In [None]:
import csv
import random
from faker import Faker
from datetime import datetime
from pathlib import Path
import pandas as pd

fake = Faker()

# Load valid stock market dates from the specified file
valid_dates_df = pd.read_csv("valid_stock_market_dates.csv")  # Change path if needed

# Extract and parse dates from all columns, keep unique and filter >= 2016-01-01
raw_dates = set()
for col in valid_dates_df.columns:
    for val in valid_dates_df[col].dropna().astype(str):
        try:
            parsed = datetime.strptime(val.strip(), "%Y-%m-%d")
            if parsed >= datetime(2016, 1, 1):
                raw_dates.add(parsed)
        except:
            try:
                parsed = pd.to_datetime(val, errors='coerce')
                if pd.notnull(parsed) and parsed >= pd.Timestamp("2016-01-01"):
                    raw_dates.add(parsed.to_pydatetime())
            except:
                pass

# Sort the valid dates to get proper order for next business day
valid_dates = sorted(list(raw_dates))

# Map each date to its index for quick next-day lookup
date_index_map = {date: idx for idx, date in enumerate(valid_dates)}

NUM_ACCOUNTS = 150
NUM_TRANSACTIONS = 1100

assets = [
    ("Apple Inc.", "AAPL"), ("Tesla Inc.", "TSLA"), ("Amazon.com, Inc.", "AMZN"),
    ("NVIDIA Corporation", "NVDA"), ("Alphabet Inc.", "GOOGL"), ("Microsoft Corp", "MSFT"),
    ("Meta Platforms", "META"), ("Berkshire Hathaway", "BRK.A"), ("Netflix", "NFLX"),
    ("Johnson & Johnson", "JNJ")
]

account_types = ["Brokerage", "Roth IRA", "401(k)", "Joint", "Custodial", "Trust"]
currencies = ["USD", "EUR", "CAD"]
notes_pool = ["", "pending", "dividends reinvested", "auto-invest", "short-term", "watchlist"]

def random_capitalize(s):
    r = random.random()
    return s.lower() if r < 0.3 else s.title() if r < 0.6 else s.upper()

def typo_ticker(ticker):
    if random.random() < 0.1:
        return ticker[:-1] if random.random() < 0.5 else ticker + " "
    return ticker

def format_random_date(date_obj):
    if date_obj is None:
        return ""
    formats = ["dash", "slash"]
    style = random.choice(formats)
    day = date_obj.day
    month = date_obj.month
    year = date_obj.year

    if style == "dash":
        month_abbr = date_obj.strftime("%b")  # Jun
        return f"{day}-{month_abbr}-{year}"   # 3-Jun-2024
    else:  # slash
        return f"{month}/{day}/{year}"        # 6/1/2024

accounts = []
for _ in range(NUM_ACCOUNTS):
    name = fake.name()
    account_id = fake.bothify("ACC-####-##")
    account_type = random.choice(account_types)
    join_date = fake.date_between(start_date="-5y", end_date="today")
    ssn = fake.ssn()
    accounts.append((name, account_id, account_type, join_date, ssn))  # SSN added

def generate_transaction(account):
    name, account_id, account_type, join_date, ssn = account
    name = " ".join(random_capitalize(n) for n in name.split())
    asset, ticker = random.choice(assets)
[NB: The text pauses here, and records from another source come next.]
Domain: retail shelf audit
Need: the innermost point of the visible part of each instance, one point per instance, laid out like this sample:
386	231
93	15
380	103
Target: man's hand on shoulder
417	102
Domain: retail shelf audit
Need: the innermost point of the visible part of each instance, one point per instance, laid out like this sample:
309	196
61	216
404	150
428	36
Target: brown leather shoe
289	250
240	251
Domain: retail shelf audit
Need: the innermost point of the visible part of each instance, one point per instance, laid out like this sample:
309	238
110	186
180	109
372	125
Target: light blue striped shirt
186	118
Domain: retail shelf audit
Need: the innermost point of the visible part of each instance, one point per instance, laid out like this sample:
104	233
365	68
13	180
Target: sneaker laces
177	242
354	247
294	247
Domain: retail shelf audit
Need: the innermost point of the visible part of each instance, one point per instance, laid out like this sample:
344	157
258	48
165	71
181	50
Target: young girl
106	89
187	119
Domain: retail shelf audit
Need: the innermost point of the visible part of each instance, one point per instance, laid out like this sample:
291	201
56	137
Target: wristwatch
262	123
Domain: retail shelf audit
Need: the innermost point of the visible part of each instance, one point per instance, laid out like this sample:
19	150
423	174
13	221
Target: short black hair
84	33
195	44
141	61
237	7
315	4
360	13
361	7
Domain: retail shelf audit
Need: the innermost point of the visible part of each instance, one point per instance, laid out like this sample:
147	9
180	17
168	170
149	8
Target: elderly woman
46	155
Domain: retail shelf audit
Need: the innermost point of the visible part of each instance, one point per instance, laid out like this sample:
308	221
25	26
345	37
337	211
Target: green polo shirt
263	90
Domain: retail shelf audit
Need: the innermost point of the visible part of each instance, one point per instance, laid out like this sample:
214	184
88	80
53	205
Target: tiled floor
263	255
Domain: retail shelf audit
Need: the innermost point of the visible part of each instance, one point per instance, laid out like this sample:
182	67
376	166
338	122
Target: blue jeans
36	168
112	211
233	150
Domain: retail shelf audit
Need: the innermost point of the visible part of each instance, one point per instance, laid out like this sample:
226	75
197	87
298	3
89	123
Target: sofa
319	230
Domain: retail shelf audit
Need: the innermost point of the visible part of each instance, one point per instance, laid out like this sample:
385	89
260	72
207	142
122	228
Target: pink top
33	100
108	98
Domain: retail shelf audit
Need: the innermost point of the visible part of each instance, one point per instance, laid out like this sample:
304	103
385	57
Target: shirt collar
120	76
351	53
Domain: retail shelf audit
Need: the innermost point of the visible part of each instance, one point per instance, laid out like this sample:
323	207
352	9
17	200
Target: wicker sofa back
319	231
    asset = random_capitalize(asset).strip()
    if random.random() < 0.1:
        asset = f" {asset} "

    ticker = typo_ticker(ticker)
    ticker = random_capitalize(ticker).strip()
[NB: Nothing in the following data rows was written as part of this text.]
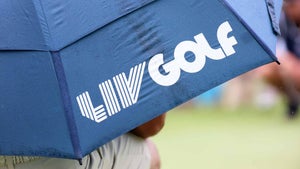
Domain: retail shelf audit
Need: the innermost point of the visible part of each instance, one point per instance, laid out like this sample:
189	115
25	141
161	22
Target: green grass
220	138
    q_chance = random.random()
    quantity = (
        "ten" if q_chance < 0.05
        else "N/A" if q_chance < 0.1
        else f"{random.randint(1, 1000):,}" if q_chance < 0.2
        else str(random.randint(1, 1000))
    )

    price = round(random.uniform(10, 5000), 2)
    price_formats = [
        f"${price:,.2f}",
        f"{price:.2f}",
        "N/A",
        f"${int(price)}.{random.randint(0,9)}",
        f"${price:,.2f}".replace(",", ""),
        f"{price:,.2f} USD",
        f"{price:.2f}usd",
    ]
    price_str = random.choice(price_formats)

    currency = random.choice(currencies)
    note = random.choice(notes_pool)
    status = "Pending" if note == "pending" else "Completed"
    transaction_id = fake.uuid4()[:8]

    # Ensure trade date is after the account's join date (TypeError fix)
    if valid_dates:
        join_date_dt = datetime.combine(join_date, datetime.min.time())
        eligible_trade_dates = [d for d in valid_dates if d > join_date_dt]
        if eligible_trade_dates:
            trade_date_obj = random.choice(eligible_trade_dates)
            trade_idx = date_index_map.get(trade_date_obj, None)
            if trade_idx is not None and trade_idx + 1 < len(valid_dates):
                settlement_date_obj = valid_dates[trade_idx + 1]
            else:
                settlement_date_obj = trade_date_obj
        else:
            # Fallback: no valid date found, use join_date + 1 day
            trade_date_obj = join_date_dt + pd.Timedelta(days=1)
            settlement_date_obj = trade_date_obj + pd.Timedelta(days=1)
    else:
        trade_date_obj = None
        settlement_date_obj = None

    trade_date_str = format_random_date(trade_date_obj)
    settlement_date_str = format_random_date(settlement_date_obj)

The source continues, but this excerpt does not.